Tudo começou há cerca de 2 anos quando se começou com propostas de banir das escolas francesas todo e qualquer símbolo religioso, sem distinção, de crucifixos a solidéus, ressaltando que os alunos os quais insistissem com a utilização de tais instrumentos seriam expulsos. A justificativa de tal projeto seria o de que tal proposição enquadraria-se com a ideia de Estado laico nascida França revolucionária pós-1789.

Verdade que a França tem um acentuado sentimento de laiscisão, sendo o primeiro Estado que preconizou a separada ação o Poder Espiritual do Poder Temporal, contudo, no mínimo é uma hipocrisia dizer respeitar todos os credos e proibir sua livre manifestação, afinal, quem tem que ser neutro em relação à religião é o Estado e não seus cidadãos, sendo que todos têm direito de ter alguma (ou até nenhuma) religião e expressa-la, desde que não venha, com tal manifestação ferir o direito alheio.

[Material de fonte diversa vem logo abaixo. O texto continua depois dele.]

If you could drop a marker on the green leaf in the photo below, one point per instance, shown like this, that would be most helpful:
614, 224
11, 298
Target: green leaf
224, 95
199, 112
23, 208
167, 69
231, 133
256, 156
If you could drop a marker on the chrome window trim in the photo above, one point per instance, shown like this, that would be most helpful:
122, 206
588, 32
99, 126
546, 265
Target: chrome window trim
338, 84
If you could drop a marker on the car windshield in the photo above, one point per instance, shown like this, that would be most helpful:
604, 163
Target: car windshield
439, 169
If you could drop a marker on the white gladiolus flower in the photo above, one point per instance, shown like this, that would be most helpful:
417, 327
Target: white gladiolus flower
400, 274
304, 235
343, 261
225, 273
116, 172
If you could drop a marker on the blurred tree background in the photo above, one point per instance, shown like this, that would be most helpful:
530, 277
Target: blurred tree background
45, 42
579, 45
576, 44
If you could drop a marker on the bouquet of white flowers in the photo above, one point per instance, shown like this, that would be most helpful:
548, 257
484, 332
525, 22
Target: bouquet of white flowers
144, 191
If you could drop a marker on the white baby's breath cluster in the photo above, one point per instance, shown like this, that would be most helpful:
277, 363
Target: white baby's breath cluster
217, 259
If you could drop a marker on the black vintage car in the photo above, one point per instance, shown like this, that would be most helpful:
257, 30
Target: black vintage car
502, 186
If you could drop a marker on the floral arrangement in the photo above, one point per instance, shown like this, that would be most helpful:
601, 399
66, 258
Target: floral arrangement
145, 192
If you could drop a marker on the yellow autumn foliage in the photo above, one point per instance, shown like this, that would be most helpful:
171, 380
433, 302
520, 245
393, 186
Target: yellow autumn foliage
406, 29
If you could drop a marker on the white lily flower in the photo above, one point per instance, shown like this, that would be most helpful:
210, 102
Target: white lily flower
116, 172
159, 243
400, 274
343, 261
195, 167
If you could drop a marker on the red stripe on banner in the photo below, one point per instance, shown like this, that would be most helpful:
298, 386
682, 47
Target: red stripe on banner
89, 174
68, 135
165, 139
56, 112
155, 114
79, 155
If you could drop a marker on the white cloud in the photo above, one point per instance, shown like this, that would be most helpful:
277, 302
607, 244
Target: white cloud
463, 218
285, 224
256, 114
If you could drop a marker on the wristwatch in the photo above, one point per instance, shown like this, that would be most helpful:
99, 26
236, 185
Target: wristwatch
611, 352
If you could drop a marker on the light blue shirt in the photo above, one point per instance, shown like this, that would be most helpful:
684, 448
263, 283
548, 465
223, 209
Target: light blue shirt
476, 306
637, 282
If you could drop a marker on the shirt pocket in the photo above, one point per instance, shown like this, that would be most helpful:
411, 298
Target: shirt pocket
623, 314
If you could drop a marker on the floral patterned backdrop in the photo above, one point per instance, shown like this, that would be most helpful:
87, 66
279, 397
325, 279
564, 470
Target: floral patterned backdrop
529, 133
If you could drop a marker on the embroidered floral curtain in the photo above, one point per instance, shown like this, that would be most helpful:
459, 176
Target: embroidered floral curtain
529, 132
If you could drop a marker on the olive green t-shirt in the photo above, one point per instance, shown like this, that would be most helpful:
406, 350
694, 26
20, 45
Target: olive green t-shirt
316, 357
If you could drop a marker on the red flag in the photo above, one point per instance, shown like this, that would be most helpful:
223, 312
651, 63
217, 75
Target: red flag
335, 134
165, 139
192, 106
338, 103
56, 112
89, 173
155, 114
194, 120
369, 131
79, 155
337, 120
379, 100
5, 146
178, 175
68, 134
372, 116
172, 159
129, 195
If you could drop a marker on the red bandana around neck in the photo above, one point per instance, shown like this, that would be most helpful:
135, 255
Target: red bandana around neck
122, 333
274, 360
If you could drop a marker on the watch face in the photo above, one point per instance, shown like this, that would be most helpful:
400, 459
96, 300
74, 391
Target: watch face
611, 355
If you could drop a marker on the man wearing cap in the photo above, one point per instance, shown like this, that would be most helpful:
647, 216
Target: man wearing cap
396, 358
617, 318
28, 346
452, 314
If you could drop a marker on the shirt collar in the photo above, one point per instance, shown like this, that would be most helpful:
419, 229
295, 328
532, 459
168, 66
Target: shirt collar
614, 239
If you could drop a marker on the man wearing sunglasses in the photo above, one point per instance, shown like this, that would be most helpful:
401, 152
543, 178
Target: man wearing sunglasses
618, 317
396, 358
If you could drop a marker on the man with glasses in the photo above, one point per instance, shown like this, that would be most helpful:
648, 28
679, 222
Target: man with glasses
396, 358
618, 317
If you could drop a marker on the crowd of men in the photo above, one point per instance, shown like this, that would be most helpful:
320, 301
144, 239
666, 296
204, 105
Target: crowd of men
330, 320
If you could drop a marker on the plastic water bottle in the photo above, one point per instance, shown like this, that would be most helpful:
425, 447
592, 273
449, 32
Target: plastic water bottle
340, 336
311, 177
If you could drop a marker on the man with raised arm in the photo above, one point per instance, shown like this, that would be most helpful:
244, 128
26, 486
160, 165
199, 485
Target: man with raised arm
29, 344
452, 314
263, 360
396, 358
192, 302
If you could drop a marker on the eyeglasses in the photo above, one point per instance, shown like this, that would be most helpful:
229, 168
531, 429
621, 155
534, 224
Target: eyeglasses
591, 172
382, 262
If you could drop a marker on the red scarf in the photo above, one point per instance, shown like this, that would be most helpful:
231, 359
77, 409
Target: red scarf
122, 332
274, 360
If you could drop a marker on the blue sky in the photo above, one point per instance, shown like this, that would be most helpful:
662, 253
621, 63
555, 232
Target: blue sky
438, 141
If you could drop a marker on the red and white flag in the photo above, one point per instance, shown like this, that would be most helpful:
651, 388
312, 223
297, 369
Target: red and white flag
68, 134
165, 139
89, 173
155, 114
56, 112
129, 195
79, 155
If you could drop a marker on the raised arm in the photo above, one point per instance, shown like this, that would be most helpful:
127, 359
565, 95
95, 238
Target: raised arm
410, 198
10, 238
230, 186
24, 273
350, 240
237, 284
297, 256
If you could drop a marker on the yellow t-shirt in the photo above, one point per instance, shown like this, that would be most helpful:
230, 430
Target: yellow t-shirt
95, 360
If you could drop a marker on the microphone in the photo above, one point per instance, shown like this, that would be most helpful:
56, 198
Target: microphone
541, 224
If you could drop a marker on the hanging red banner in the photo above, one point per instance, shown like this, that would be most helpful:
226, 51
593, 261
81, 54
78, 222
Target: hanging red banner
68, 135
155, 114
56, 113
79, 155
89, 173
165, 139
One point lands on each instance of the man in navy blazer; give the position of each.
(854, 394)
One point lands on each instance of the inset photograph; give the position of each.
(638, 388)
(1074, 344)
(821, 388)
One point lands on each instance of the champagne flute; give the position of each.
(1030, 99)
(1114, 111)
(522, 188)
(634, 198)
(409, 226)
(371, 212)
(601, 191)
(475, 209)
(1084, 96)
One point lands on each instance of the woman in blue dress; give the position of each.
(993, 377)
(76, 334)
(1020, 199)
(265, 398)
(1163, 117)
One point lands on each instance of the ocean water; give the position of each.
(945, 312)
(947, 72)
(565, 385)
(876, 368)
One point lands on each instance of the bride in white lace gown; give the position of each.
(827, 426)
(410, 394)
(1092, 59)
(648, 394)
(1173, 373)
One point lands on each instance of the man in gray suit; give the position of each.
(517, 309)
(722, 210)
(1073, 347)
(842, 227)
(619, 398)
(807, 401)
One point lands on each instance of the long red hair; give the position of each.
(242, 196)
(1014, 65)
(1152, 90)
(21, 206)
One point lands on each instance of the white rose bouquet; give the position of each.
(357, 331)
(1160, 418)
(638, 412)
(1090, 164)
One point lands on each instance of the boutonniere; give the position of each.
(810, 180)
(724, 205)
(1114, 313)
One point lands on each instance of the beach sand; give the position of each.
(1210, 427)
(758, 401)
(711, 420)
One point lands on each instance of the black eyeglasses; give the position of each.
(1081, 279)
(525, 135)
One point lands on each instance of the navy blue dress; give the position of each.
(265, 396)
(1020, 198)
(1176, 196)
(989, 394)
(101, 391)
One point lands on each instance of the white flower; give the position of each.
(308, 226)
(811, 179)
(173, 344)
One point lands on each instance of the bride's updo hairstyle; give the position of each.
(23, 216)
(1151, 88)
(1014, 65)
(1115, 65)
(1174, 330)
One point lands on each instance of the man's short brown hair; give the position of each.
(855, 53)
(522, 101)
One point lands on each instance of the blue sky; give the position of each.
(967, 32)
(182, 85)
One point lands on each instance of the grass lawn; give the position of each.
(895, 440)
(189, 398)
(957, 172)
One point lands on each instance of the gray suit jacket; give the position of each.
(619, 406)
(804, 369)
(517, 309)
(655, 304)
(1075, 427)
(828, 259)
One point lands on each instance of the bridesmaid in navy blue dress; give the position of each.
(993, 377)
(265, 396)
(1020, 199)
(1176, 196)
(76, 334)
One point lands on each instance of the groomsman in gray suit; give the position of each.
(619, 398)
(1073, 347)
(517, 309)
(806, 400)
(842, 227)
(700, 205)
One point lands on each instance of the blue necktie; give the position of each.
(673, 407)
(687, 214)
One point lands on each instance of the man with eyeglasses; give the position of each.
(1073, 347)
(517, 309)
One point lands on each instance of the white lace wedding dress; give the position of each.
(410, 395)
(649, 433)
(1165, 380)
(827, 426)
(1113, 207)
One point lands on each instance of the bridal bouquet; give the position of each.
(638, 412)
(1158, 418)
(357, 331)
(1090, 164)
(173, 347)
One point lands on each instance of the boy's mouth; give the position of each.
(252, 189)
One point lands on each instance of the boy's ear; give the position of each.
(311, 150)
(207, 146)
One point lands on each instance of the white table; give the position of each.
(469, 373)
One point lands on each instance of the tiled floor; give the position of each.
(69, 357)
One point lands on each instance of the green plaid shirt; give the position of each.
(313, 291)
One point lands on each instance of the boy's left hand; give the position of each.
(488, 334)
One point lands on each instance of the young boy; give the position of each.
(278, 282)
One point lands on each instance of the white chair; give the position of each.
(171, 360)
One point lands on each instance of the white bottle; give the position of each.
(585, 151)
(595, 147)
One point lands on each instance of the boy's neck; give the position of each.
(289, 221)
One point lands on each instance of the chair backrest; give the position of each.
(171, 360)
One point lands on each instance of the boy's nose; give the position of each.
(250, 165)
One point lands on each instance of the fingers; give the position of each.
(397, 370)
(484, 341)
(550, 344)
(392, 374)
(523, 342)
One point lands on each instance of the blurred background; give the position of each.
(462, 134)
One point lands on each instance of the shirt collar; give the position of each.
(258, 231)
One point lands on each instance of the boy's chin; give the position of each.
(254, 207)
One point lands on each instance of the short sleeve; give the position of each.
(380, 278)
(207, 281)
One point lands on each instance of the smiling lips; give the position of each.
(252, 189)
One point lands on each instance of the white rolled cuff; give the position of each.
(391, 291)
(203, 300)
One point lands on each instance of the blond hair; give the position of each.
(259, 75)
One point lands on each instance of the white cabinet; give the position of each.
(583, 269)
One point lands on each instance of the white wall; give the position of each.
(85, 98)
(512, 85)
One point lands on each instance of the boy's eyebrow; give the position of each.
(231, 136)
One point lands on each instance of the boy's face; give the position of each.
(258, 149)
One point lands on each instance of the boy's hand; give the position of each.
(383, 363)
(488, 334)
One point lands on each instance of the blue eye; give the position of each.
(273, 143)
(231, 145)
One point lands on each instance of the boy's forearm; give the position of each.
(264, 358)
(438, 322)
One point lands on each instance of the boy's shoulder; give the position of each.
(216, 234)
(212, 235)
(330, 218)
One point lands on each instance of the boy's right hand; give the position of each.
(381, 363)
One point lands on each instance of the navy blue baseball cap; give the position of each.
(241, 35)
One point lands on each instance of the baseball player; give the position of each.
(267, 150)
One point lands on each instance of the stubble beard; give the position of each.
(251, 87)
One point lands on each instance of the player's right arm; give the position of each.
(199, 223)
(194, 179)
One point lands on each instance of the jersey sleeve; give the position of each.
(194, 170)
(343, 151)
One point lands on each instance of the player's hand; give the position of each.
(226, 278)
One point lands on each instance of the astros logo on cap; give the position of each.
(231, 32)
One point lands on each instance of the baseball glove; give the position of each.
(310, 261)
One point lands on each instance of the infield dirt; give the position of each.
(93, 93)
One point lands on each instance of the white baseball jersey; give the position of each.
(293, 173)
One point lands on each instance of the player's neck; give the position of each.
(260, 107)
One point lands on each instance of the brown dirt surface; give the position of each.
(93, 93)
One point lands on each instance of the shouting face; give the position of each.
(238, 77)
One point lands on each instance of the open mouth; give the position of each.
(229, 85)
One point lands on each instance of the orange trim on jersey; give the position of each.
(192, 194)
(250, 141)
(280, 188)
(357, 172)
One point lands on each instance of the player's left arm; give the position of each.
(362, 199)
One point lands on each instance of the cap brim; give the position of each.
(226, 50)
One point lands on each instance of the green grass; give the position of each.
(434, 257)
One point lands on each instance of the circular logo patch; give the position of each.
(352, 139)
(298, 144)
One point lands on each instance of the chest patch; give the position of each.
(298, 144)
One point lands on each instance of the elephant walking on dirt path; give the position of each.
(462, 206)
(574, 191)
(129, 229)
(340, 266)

Pode-se localizar tal iniciativa de proibição de símbolos religiosos (que já implicou na expulsão de vários jovens de escolas francesas) como uma tentativa de, ao meu ver, frear a expansão do islã na sociedade - fato este que é preocupante em vários países da União Europeia tais como a própria França, Alemanha e Inglaterra - todavia, o governo francês foi o único que 'teve coragem' de tomar uma medida mais drástica contra símbolos religiosos que, obviamente volta-se contra a comunidade muçulmana.

Outro ponto que, definitivamente, me chocou e enojou foi a divulgação que o governo de Sarkozy está a expulsar dezenas de roms (diminutivo de Romanis ou ciganos, grupo étnico indo-europeu apátrida que constitui uma das principais questões étnicas não resolvidas em território europeu desde a I guerra mundial (1914-1918).

Apesar do governo de direito da França sustentar a posição cínica de que é apenas uma política normal e que é o país que mais respeita o direito dos estrangeiros, não passam tais medidas de um verdadeiro 'racismo de Estado', postura esta que desrespeita toda e qualquer regra da própria União Europeia a qual tem como um de seus fundamentos mais básicos a livre circulação de pessoas.

Essa política vergonhosa atraiu imensa repercussão e publicidade negativa aos 'pais da sociedade ocidental'. O anúncio da deportação gerou protestos da sempre atuante esquerda francesa, das Nações Unidas, do Comissário da União Europeia para Justiça e Direitos Fundamentais e até mesmo da Santa Sé (no último domingo na benção urbe et orbi, Bento XVI ressaltou - num discurso em francês - que os princípios éticos e cristãos convidam-nos a acolher pessoas de todas as culturas e línguas rumo à fraternidade universal).

Bem, com todas essas ações nauseabundas, a única coisa que podemos dizer é: França, quem te viu (liberdade, igualdade e fraternidade), quem te vê (preconceito, segregação e xenofobia).